As far the wars in Iraq and Afghanistan, I doubt most Americans know the price paid in the blood of the "natives." In fact, the case of Iraq has been so mired in misinformation that there is significant variation in Iraqi death toll estimates among informed observers. Similarly, the figures for civilian deaths in Afghanistan are difficult to verify. Good records were simply not kept during the opening years of the war, and the reporting of civilian casualties in the southern provinces of Kandahar and Helmand were compromised by the dire security situation. During the decades of the Israeli occupation of Palestine, numerous human rights groups have kept records of Palestinian civilian deaths at the hands of the IDF (links to Al Mezan and B'Tselem can be found in the links section to the right). The deaths of course are not all attributable to American or Israeli military action.

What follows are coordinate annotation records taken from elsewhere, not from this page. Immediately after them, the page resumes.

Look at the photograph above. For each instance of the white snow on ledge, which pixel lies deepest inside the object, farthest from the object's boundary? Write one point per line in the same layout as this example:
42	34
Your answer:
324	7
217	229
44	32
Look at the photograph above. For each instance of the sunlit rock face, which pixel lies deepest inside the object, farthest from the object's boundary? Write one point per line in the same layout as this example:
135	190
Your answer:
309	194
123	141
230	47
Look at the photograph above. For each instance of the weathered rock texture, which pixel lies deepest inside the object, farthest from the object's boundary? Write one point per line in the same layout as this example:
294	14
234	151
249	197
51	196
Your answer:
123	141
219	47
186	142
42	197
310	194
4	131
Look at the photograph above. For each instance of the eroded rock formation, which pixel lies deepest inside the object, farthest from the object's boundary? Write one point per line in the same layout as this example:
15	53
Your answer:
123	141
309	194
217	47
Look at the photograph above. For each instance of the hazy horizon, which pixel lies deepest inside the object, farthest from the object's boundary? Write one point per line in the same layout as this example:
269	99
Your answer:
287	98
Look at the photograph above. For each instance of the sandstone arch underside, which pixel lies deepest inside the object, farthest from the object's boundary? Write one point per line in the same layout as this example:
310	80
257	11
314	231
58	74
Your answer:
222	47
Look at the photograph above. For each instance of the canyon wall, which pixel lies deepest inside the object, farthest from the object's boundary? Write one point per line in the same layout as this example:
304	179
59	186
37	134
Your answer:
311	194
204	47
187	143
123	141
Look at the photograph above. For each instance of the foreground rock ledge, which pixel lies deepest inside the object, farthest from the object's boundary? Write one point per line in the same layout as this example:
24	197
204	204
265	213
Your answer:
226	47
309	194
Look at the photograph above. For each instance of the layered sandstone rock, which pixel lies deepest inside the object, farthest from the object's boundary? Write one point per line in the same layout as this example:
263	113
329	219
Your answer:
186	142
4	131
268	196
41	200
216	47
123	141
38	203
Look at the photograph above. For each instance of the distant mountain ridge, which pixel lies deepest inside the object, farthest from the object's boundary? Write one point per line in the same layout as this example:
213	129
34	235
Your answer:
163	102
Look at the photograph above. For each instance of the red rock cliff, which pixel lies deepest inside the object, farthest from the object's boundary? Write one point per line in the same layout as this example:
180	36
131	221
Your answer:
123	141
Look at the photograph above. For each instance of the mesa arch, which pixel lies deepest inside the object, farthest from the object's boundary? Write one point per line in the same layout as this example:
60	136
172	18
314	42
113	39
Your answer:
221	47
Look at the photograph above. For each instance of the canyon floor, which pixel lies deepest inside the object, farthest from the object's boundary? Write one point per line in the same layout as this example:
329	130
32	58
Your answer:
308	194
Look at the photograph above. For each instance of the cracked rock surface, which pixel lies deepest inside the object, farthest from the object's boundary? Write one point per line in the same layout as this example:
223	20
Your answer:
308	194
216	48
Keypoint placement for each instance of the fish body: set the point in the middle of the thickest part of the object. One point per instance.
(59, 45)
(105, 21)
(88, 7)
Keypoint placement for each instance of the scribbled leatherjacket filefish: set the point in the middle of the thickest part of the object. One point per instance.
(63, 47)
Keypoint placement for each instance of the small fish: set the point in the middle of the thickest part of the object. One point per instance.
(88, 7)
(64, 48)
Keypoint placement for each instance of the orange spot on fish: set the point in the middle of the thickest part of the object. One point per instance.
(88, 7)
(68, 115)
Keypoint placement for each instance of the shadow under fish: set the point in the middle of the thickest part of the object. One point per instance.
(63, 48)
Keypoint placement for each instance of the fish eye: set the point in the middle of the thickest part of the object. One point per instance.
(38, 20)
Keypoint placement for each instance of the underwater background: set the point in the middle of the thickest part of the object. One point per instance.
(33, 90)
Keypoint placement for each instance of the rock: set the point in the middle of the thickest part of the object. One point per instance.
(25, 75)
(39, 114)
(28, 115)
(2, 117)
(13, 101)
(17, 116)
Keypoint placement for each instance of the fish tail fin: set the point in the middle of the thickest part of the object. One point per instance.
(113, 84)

What is not accounted for in the statistical data is the daily abuse, the checkpoints, house searches, demolitions, curfews and random arrests and detentions.

So incidents like the belly dancing IDF soldier and Abu Ghraib perhaps ultimately are aberrations. The background events of occupation are more directly and obviously brutal, they lack the color of psychological deviance, and rather embody the logic of empire. If such incidents bring focus to the conditions of occupation, all the better. However, our outrage - and attention - must remain focused on the daily crimes committed in these seemingly endless conflicts.